Testing the patient’s lymphocytes for specific cell surface markers also reveals more about the condition.
CD3:
A normal person has a significant proportion of CD3-positive lymphocytes. In the patient with leukemia, staining for CDS is absent.
CD20:
In the leukemia patient there are a large number of cells staining positive for CD20. In the healthy person only a few stain positive.
HLA-DR:
The leukemia patient is HLA-DR-positive. In the normal person only a small number of cells stain positive. Being CD3-negative, CD20-positive and HLA-DR-positive, a clinician could diagnose with certainty that this patient is suffering from a B cell lineage leukemia or lymphoma. The precise classification of disease may be determined using further antibodies.
Sample Preparation:
Single cells must be suspended at a density of 105-107 cells/ml to prevent the narrow bores of the flow cytometer and its tubing from clogging up. The concentration also influences the rate of flow sorting, which typically progresses at 2000-20,000 cells/second. However, higher sort speeds ma; decrease the purity of the preparation.
Phosphate buffered saline (PBS) is a common suspension buffer and the most straightforward samples for flow cytometry include non-adherent cells from culture, water-borne micro-organisms, bacteria and yeast. Even whole blood is easy to use – red cells are usually removed by a simple lysis step; it is then possible to quickly identify lymphocytes, granulocytes and monocytes by their FSC/SSC characteristics.

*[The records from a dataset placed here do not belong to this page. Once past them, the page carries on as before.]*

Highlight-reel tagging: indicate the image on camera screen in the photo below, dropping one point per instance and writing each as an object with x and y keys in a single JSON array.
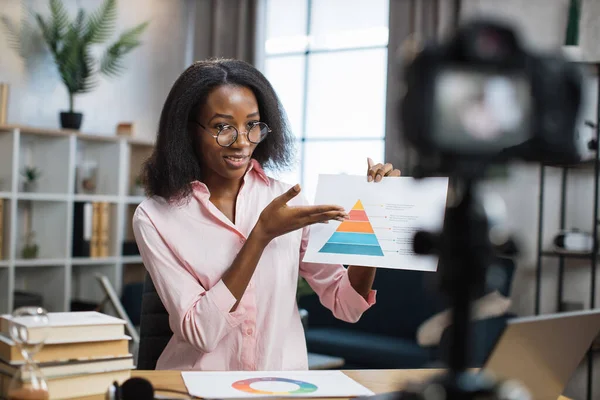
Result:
[{"x": 476, "y": 111}]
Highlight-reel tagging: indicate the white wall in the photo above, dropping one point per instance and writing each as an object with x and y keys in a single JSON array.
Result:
[
  {"x": 37, "y": 95},
  {"x": 543, "y": 25}
]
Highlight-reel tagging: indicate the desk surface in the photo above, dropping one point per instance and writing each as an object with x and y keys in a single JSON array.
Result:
[{"x": 379, "y": 381}]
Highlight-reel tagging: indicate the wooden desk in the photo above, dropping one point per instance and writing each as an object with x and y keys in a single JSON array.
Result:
[{"x": 379, "y": 381}]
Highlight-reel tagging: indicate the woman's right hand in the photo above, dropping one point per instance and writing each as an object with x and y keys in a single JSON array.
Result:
[{"x": 278, "y": 218}]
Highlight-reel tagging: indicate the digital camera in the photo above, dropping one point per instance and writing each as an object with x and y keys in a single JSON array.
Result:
[{"x": 481, "y": 98}]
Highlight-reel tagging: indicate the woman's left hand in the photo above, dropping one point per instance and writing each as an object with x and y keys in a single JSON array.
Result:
[
  {"x": 361, "y": 278},
  {"x": 376, "y": 172}
]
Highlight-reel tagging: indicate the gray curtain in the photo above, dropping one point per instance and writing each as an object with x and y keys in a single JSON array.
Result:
[
  {"x": 422, "y": 20},
  {"x": 223, "y": 28}
]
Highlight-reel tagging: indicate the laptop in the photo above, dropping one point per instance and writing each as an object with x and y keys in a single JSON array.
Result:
[{"x": 543, "y": 351}]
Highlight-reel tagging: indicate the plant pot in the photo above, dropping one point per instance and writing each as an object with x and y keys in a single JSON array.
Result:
[
  {"x": 69, "y": 120},
  {"x": 29, "y": 186}
]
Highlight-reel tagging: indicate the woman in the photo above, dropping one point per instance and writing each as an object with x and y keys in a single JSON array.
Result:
[{"x": 223, "y": 242}]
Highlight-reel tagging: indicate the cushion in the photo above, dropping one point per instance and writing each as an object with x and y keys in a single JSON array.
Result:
[
  {"x": 491, "y": 305},
  {"x": 368, "y": 350}
]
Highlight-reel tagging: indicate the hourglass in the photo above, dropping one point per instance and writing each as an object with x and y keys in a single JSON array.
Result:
[{"x": 28, "y": 329}]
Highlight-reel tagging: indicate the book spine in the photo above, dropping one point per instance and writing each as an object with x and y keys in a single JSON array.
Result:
[
  {"x": 1, "y": 228},
  {"x": 104, "y": 228},
  {"x": 94, "y": 243}
]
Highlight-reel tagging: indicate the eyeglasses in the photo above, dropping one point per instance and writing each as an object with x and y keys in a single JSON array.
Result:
[{"x": 228, "y": 134}]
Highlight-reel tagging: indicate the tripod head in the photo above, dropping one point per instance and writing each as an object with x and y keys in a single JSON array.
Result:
[{"x": 478, "y": 99}]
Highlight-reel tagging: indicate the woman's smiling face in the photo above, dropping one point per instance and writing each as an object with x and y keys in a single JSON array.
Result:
[{"x": 226, "y": 105}]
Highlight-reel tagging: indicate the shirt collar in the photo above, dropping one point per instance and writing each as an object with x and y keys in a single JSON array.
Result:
[{"x": 201, "y": 189}]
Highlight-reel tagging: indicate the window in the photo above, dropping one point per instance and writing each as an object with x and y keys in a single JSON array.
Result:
[{"x": 327, "y": 60}]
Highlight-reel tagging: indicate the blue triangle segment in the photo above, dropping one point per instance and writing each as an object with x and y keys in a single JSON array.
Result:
[{"x": 365, "y": 244}]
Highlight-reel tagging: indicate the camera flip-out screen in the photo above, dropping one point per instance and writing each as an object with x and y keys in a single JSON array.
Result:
[{"x": 479, "y": 112}]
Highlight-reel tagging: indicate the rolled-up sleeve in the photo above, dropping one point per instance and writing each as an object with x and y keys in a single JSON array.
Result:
[
  {"x": 332, "y": 284},
  {"x": 199, "y": 315}
]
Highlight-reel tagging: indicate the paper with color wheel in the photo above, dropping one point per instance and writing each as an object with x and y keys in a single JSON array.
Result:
[{"x": 241, "y": 384}]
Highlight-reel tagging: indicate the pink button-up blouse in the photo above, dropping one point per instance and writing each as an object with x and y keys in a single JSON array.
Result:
[{"x": 187, "y": 248}]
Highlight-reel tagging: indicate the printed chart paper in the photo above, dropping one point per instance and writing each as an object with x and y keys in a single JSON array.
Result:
[
  {"x": 384, "y": 216},
  {"x": 240, "y": 384}
]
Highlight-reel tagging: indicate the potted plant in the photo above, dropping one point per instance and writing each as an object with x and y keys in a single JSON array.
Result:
[
  {"x": 70, "y": 43},
  {"x": 30, "y": 178}
]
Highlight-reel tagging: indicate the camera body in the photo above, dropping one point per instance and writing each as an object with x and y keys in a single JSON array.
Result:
[{"x": 481, "y": 98}]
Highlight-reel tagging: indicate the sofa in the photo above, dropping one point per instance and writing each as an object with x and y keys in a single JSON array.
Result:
[{"x": 386, "y": 335}]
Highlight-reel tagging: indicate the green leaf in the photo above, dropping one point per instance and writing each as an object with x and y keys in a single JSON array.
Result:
[
  {"x": 12, "y": 33},
  {"x": 101, "y": 23},
  {"x": 111, "y": 64},
  {"x": 59, "y": 20}
]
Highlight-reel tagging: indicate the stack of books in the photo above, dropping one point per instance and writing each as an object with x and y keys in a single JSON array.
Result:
[{"x": 84, "y": 353}]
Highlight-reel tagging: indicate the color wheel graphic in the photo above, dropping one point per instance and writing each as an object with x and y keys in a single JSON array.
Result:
[
  {"x": 354, "y": 236},
  {"x": 244, "y": 386}
]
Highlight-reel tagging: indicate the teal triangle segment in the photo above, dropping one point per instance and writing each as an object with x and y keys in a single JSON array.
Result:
[{"x": 365, "y": 244}]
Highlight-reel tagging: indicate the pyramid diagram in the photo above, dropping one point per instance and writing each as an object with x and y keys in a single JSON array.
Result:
[{"x": 354, "y": 236}]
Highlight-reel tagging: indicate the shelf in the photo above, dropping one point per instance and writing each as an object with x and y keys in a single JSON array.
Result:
[
  {"x": 96, "y": 198},
  {"x": 584, "y": 256},
  {"x": 132, "y": 259},
  {"x": 76, "y": 168},
  {"x": 80, "y": 135},
  {"x": 47, "y": 222},
  {"x": 46, "y": 282},
  {"x": 135, "y": 199},
  {"x": 40, "y": 262},
  {"x": 42, "y": 196},
  {"x": 93, "y": 260}
]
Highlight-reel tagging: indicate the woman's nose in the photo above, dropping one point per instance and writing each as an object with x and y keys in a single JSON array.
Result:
[{"x": 242, "y": 139}]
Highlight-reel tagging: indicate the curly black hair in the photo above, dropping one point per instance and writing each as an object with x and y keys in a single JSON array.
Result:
[{"x": 174, "y": 164}]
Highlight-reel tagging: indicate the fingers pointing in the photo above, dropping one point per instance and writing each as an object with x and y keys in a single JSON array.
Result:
[{"x": 290, "y": 194}]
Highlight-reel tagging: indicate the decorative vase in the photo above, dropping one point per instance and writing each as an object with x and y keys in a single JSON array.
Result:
[
  {"x": 138, "y": 191},
  {"x": 304, "y": 318},
  {"x": 69, "y": 120}
]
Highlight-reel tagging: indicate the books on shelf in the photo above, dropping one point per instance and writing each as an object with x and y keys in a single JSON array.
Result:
[
  {"x": 85, "y": 352},
  {"x": 91, "y": 225}
]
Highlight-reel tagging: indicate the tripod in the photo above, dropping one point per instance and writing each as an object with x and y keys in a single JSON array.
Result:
[{"x": 465, "y": 251}]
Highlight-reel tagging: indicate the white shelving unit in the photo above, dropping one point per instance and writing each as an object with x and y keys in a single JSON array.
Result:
[{"x": 54, "y": 274}]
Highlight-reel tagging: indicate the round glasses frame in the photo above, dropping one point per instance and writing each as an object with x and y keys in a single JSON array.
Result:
[{"x": 262, "y": 126}]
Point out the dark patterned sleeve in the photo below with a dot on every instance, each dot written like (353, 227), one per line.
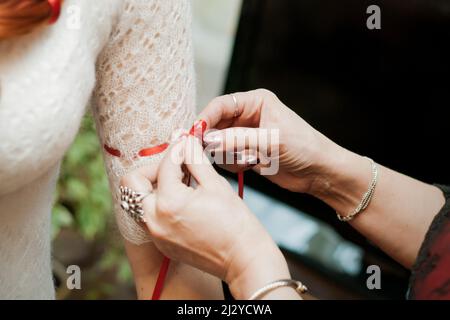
(430, 277)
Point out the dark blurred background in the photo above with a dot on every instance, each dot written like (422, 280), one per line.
(381, 93)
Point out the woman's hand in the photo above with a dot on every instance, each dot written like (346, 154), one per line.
(208, 227)
(301, 151)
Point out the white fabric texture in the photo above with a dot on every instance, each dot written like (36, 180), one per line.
(133, 59)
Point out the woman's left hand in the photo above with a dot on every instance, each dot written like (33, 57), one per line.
(208, 227)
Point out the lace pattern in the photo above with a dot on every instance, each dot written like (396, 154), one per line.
(145, 90)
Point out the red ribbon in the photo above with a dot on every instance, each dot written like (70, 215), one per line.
(197, 130)
(55, 10)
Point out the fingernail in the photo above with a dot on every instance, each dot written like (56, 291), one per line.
(198, 129)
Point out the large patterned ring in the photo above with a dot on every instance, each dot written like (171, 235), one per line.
(131, 203)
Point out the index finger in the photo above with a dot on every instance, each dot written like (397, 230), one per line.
(224, 111)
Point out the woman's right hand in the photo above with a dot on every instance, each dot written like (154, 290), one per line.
(301, 151)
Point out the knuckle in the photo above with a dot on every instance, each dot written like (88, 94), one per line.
(265, 93)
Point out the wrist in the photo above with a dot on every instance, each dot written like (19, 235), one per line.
(341, 179)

However, researchers may also wish to analyze cells from solid tissues, e.g., liver or tumours. In order to produce single cells, the solid material must be disaggregated. This can be done either mechanically or enzymatically. Mechanical disaggregation is suitable for loosely bound structures, e.g., adherent cells from culture, bone marrow and lymphoid tissue. It involves passing a suspension of chopped tissue through a fine-gauge needle several times, followed by grinding and sonication as necessary.
Enzymes are used to disrupt protein-protein interactions and the extracellular matrix that hold cells together. Their action is dependent on factors including pH, temperature and co-factors, so care must be taken when choosing an enzyme. For example, pepsin works optimally between pH 1.5-2.5 but the acidic conditions would damage cells if left un-neutralized for too long, and cell surface antigens of interest may be lost.
Chelators like EDTA and EGTA can remove divalent cations responsible for maintaining cell function and integrity but their presence may inhibit certain enzymes, for instance, collagenase re quires Ca2+ for activity. Enzymatic and mechanical disaggregation is often a trial and error process to optimize the isolation of the epitope under investigation.
To study intracellular components, e.g. cytokines by flow cytometry, the plasma membrane of the cell must be permeabilized to allow dyes or antibody molecules through while retaining the cell’s overall integrity. Low concentrations (up to 0.1%) of non-ionic detergents like saponin are suitable. In summary, the method for sample preparation will depend on the starting material and the nature of the epitope.